All of these devices can connect directly to the Internet with a data plan from a service provider. This means that you would have an extra cost each month so that your iPad/tablet or whatever would connect independently to the Internet. Otherwise, you have to depend on WiFi, a very limited range wireless network, to connect. So, if you are traveling in a car and you want to look up someplace to eat or stay, you can only do this if you have an Internet data connection of some kind. I happen to have my iPhone set up with a data plan. So that goes with me everywhere. I can always use maps, location services, and look things up in Google no matter where I am. Of course, there are service limitations. We found poor to inadequate service all across the U.S. Midwest from AT&T.
So, I would have an iPhone or other smartphone, no matter what, with a data plan. The other devices are convenient and nice to have around, but they only connect to the Internet when I have a free WiFi connection. I get that WiFi connection at home by using a wireless router. This is a device to hook up to the Internet and broadcast your own local wireless network. We can use any of our wireless devices just as if we were connected directly to the Internet with no extra cost. In addition, these devices can be used for a free connection to the Internet anywhere we can find free WiFi, such as airports, hotels, libraries, churches, my children's houses and so forth.

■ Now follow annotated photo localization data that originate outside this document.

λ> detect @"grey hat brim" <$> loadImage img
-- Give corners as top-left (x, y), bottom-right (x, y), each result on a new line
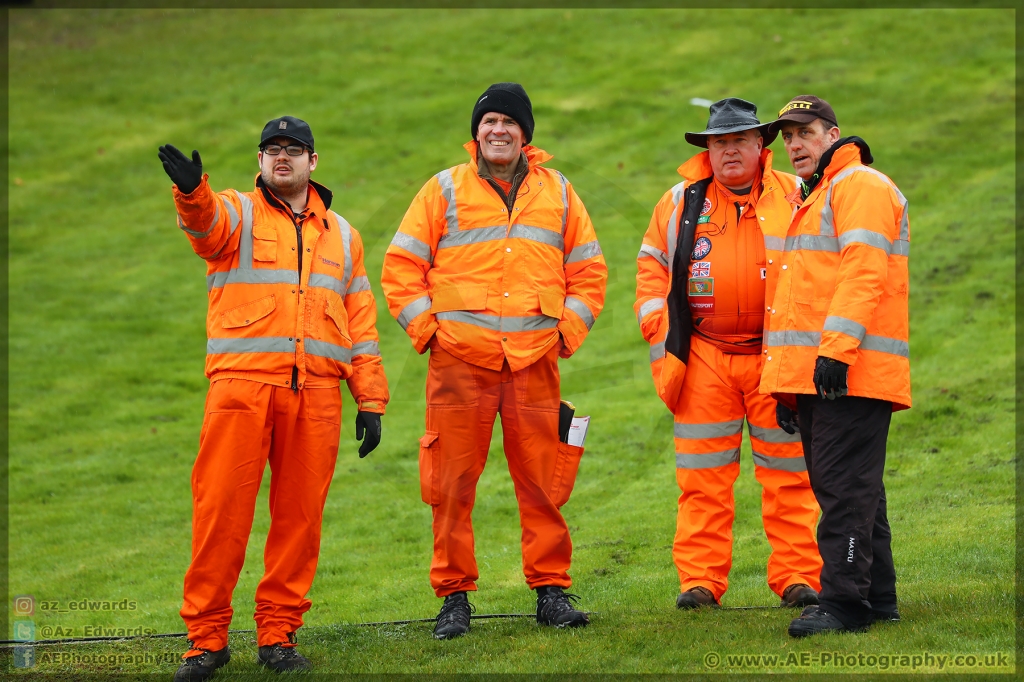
top-left (685, 122), bottom-right (778, 148)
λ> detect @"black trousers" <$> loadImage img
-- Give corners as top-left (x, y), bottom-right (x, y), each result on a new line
top-left (796, 394), bottom-right (897, 628)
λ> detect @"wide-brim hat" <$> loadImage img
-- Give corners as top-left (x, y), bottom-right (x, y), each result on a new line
top-left (685, 97), bottom-right (777, 148)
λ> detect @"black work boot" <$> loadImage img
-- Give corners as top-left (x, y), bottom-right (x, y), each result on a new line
top-left (536, 586), bottom-right (589, 628)
top-left (676, 586), bottom-right (720, 609)
top-left (257, 633), bottom-right (311, 673)
top-left (433, 591), bottom-right (474, 640)
top-left (781, 583), bottom-right (820, 608)
top-left (788, 607), bottom-right (869, 637)
top-left (173, 643), bottom-right (229, 682)
top-left (869, 607), bottom-right (900, 624)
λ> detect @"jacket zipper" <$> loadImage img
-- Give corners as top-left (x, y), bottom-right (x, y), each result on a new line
top-left (292, 213), bottom-right (303, 393)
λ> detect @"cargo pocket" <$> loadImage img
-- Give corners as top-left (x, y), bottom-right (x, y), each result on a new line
top-left (549, 442), bottom-right (584, 508)
top-left (324, 299), bottom-right (352, 344)
top-left (538, 286), bottom-right (565, 319)
top-left (418, 431), bottom-right (440, 506)
top-left (221, 294), bottom-right (276, 329)
top-left (430, 286), bottom-right (487, 313)
top-left (252, 225), bottom-right (278, 262)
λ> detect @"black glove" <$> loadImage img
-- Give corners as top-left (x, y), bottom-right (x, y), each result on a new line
top-left (813, 356), bottom-right (849, 400)
top-left (355, 411), bottom-right (382, 458)
top-left (158, 144), bottom-right (203, 194)
top-left (776, 403), bottom-right (800, 434)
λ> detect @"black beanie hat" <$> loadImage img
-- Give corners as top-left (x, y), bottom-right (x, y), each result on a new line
top-left (470, 82), bottom-right (535, 144)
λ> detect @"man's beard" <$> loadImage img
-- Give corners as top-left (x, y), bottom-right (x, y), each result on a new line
top-left (261, 166), bottom-right (310, 197)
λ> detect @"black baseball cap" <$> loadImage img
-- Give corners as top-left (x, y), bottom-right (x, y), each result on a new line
top-left (768, 95), bottom-right (839, 136)
top-left (260, 116), bottom-right (314, 151)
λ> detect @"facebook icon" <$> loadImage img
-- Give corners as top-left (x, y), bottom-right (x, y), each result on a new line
top-left (13, 645), bottom-right (35, 668)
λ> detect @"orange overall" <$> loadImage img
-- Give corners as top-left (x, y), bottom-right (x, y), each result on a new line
top-left (172, 175), bottom-right (388, 653)
top-left (636, 150), bottom-right (821, 600)
top-left (382, 142), bottom-right (607, 596)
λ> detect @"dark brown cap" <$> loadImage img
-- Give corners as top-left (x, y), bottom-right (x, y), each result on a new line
top-left (769, 95), bottom-right (838, 135)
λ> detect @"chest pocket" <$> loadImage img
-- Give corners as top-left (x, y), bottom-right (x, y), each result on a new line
top-left (252, 225), bottom-right (278, 262)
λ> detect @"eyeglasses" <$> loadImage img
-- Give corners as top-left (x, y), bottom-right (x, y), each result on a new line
top-left (261, 144), bottom-right (308, 157)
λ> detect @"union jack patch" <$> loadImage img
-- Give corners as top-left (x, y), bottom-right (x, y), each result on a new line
top-left (691, 261), bottom-right (711, 277)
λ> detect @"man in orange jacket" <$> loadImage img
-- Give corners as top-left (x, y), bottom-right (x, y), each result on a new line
top-left (635, 98), bottom-right (822, 610)
top-left (158, 116), bottom-right (389, 680)
top-left (381, 83), bottom-right (607, 638)
top-left (761, 96), bottom-right (911, 637)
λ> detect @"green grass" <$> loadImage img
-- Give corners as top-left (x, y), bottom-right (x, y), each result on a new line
top-left (6, 7), bottom-right (1015, 677)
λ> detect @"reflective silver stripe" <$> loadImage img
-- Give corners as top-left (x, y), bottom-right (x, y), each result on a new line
top-left (752, 451), bottom-right (807, 472)
top-left (346, 276), bottom-right (371, 295)
top-left (784, 234), bottom-right (838, 252)
top-left (892, 239), bottom-right (910, 257)
top-left (233, 191), bottom-right (254, 268)
top-left (435, 311), bottom-right (558, 332)
top-left (557, 171), bottom-right (569, 235)
top-left (676, 449), bottom-right (741, 469)
top-left (223, 199), bottom-right (239, 238)
top-left (333, 211), bottom-right (353, 293)
top-left (839, 228), bottom-right (892, 254)
top-left (308, 273), bottom-right (345, 295)
top-left (179, 200), bottom-right (219, 239)
top-left (666, 182), bottom-right (686, 279)
top-left (304, 338), bottom-right (352, 363)
top-left (207, 268), bottom-right (299, 291)
top-left (511, 224), bottom-right (564, 250)
top-left (674, 419), bottom-right (744, 439)
top-left (763, 235), bottom-right (785, 251)
top-left (566, 240), bottom-right (602, 264)
top-left (391, 231), bottom-right (433, 262)
top-left (351, 340), bottom-right (380, 357)
top-left (649, 341), bottom-right (665, 363)
top-left (823, 315), bottom-right (866, 342)
top-left (438, 225), bottom-right (505, 249)
top-left (637, 297), bottom-right (664, 324)
top-left (207, 336), bottom-right (295, 355)
top-left (821, 165), bottom-right (909, 242)
top-left (564, 296), bottom-right (595, 330)
top-left (437, 169), bottom-right (459, 232)
top-left (860, 334), bottom-right (909, 358)
top-left (748, 424), bottom-right (802, 444)
top-left (766, 330), bottom-right (821, 347)
top-left (637, 244), bottom-right (669, 267)
top-left (397, 295), bottom-right (432, 330)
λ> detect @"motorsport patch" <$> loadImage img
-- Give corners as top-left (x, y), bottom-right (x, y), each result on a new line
top-left (689, 297), bottom-right (715, 312)
top-left (760, 267), bottom-right (767, 280)
top-left (701, 198), bottom-right (713, 215)
top-left (697, 215), bottom-right (711, 224)
top-left (691, 236), bottom-right (712, 259)
top-left (691, 261), bottom-right (711, 277)
top-left (688, 276), bottom-right (714, 296)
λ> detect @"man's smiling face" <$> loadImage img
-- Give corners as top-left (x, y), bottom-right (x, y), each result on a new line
top-left (476, 112), bottom-right (524, 167)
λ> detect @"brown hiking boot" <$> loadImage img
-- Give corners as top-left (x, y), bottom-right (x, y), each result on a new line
top-left (781, 583), bottom-right (820, 608)
top-left (676, 586), bottom-right (720, 609)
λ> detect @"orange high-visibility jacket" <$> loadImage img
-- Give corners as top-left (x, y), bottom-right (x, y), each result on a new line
top-left (172, 174), bottom-right (388, 412)
top-left (381, 142), bottom-right (607, 372)
top-left (635, 149), bottom-right (797, 412)
top-left (760, 140), bottom-right (911, 410)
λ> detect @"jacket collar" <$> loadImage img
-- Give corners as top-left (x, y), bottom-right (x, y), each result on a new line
top-left (254, 174), bottom-right (334, 216)
top-left (801, 137), bottom-right (872, 198)
top-left (463, 140), bottom-right (553, 172)
top-left (677, 147), bottom-right (777, 187)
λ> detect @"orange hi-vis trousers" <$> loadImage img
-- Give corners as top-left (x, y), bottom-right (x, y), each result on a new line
top-left (673, 335), bottom-right (822, 600)
top-left (180, 378), bottom-right (342, 654)
top-left (419, 341), bottom-right (576, 597)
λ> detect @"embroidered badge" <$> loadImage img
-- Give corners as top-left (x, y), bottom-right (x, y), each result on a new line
top-left (701, 198), bottom-right (712, 215)
top-left (688, 276), bottom-right (714, 296)
top-left (691, 236), bottom-right (712, 259)
top-left (691, 261), bottom-right (711, 278)
top-left (279, 120), bottom-right (288, 130)
top-left (697, 215), bottom-right (710, 224)
top-left (689, 298), bottom-right (715, 312)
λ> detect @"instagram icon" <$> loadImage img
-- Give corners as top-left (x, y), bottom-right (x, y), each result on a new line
top-left (13, 595), bottom-right (35, 616)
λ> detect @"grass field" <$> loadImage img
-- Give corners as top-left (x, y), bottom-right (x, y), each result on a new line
top-left (5, 7), bottom-right (1016, 678)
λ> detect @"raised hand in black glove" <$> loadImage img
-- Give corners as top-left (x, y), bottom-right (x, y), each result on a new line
top-left (157, 144), bottom-right (203, 194)
top-left (776, 403), bottom-right (800, 434)
top-left (813, 356), bottom-right (848, 400)
top-left (355, 411), bottom-right (382, 458)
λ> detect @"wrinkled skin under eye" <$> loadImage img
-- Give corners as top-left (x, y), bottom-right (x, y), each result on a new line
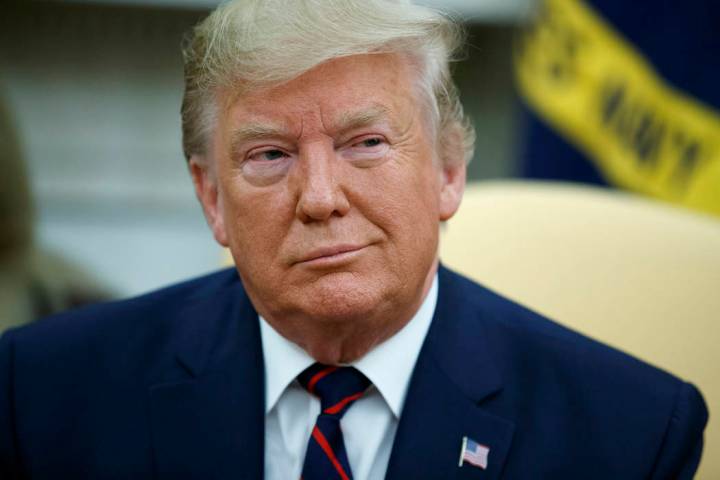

I also use the iPad (tablet) to read books. I find that I can check out books from the library electronically and read them at home or anywhere I have my iPad or iPhone, and then they get checked back into the library automatically.
Can you do your genealogy on an iPad? Well, yes, depending on the keyboard you use and what program you use. It is not as convenient as a laptop, but is usable for a lot of things.
What would I give up? None of them, except maybe the old iPod.
What else? Of course you need a printer. Presently, printers are often included for free or nearly free with the purchase of a computer. The free ones are almost always ink jet printers and the shock is that replacement cartridges can cost more than the printer did initially. For that reason, we use laser printers. They are much less expensive to operate and seem to work almost forever. We have an HP Laserjet 1200 that has been chugging away for about eight years now. I recommend a laser printer, unless you do very little printing and/or want to print photos. What we have learned though is that you can take a flash drive of photos to Costco, Sams Club, Best Buy or whatever and have them printed for less than the cost of buy the ink for your own printer.
Of course, you also want to be able to add documents and letters and etc. to your genealogy files and that takes a scanner. I have written a lot about scanners versus digital cameras lately, so I will skip the details and say that they both have their place.
Of course, you need some kind of camera, preferably a high-resolution digital camera. Right now, very inexpensive digital cameras come with a 12+ Megapixel resolution and cost under $100. However, with camera equipment, the sky is the limit. You can spend the equivalent of the average gross national product of a small country on camera equipment, if you wish to do so.
Well, I am sure I will think of more on this subject by tomorrow.